Ein weiterer Aspekt im Denken von Rabbi Hirsch ist von großer Bedeutung für die israelische jüdische Gesellschaft als Ganzes. Solange das Verständnis für die Frage fehlt, warum das Weiterbestehen des jüdischen Volkes als Kollektiv von universeller Bedeutung ist, werden uns all jene verlassen, die Talent haben und einen Ort, wohin sie gehen können. Tatsächlich lassen die Zahlen zur Abwanderung qualifizierter Kräfte aus Israel keinen Zweifel daran, dass viele diesen Schritt bereits vollzogen haben.

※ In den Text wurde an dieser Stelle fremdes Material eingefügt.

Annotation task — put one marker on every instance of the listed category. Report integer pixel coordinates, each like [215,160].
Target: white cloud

Hirschs Schriften sind die vielleicht vollständigste Darstellung der jüdischen Sendung. »Frieden und Harmonie auf Erden wiederherzustellen … und den Ruhm Gottes auf die Erde zurückzubringen«, schreibt er in seinem Kommentar zum Chumasch, »ist, so steht auf jeder Seite von Gottes Wort geschrieben, das Ergebnis und das Ziel der Tora.« An anderer Stelle beschreibt er die Emanzipation als einen Schritt in Richtung »unseres Ziels, dass jeder Jude und jede Jüdin durch das gelebte Vorbild Priester Gottes und eines wahrhaftigen Menschseins ist«.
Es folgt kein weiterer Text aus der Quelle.